I managed to reproduce it ONCE, triggering it not even a second after
starting the script. But I can't seem to do it twice, even after
several reboots and letting it run for minutes.

> With migratetypes 0 and 1 and somewhat harder to reproduce scenario (= less
> deterministic, more racy) it's possible we now see what I suspected can
> happen here:
> https://lore.kernel.org/all/[email protected]/
> In that there are places reading the migratetype outside of zone lock.

Good point!

I had already written up a fix for this issue. Still trying to get the
reproducer to work, but attaching the fix below in case somebody with
a working environment beats me to it.

---

From 94f67bfa29a602a66014d079431b224cacbf79e9 Mon Sep 17 00:00:00 2001
From: Johannes Weiner <[email protected]>
Date: Fri, 15 Sep 2023 16:23:38 -0400
Subject: [PATCH] mm: page_alloc: close migratetype race between freeing and
stealing

There are three freeing paths that read the page's migratetype
optimistically before grabbing the zone lock. When this races with
block stealing, those pages go on the wrong freelist.
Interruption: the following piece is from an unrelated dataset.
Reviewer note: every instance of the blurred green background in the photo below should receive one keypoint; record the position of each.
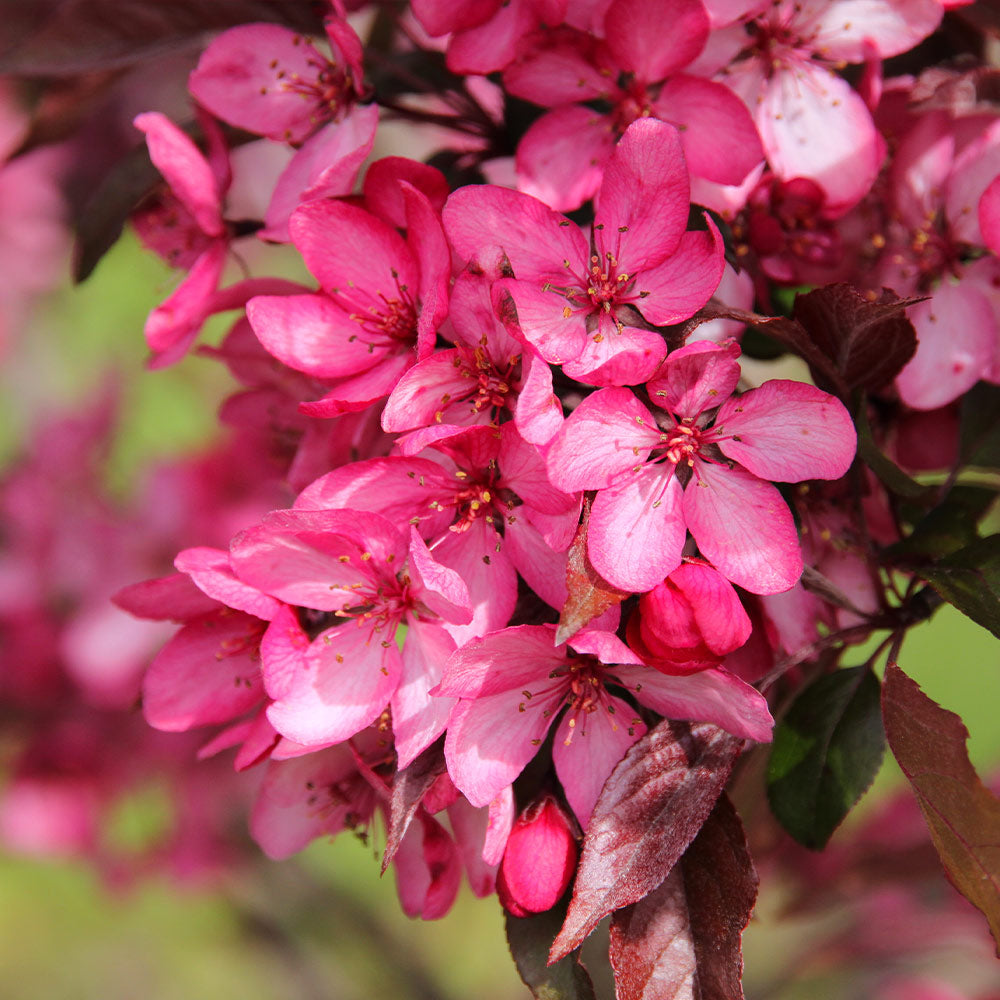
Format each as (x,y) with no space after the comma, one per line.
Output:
(323,925)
The paths in question are:
- when freeing >costly orders that aren't THP
- when freeing pages to the buddy upon pcp lock contention
- when freeing pages that are isolated
- when freeing pages initially during boot
- when freeing the remainder in alloc_pages_exact()
- when "accepting" unaccepted VM host memory before first use
- when freeing pages during unpoisoning

None of these are so hot that they would need this optimization at the
cost of hampering defrag efforts. Especially when contrasted with the
fact that the most common buddy freeing path - free_pcppages_bulk - is
checking the migratetype under the zone->lock just fine.

In addition, isolated pages need to look up the migratetype under the
lock anyway, which adds branches to the locked section, and results in
a double lookup when the pages are in fact isolated.

Move the lookups into the lock.

Reported-by: Vlastimil Babka <[email protected]>
Signed-off-by: Johannes Weiner <[email protected]>
---
mm/page_alloc.c | 47 +++++++++++++++++------------------------------
1 file changed, 17 insertions(+), 30 deletions(-)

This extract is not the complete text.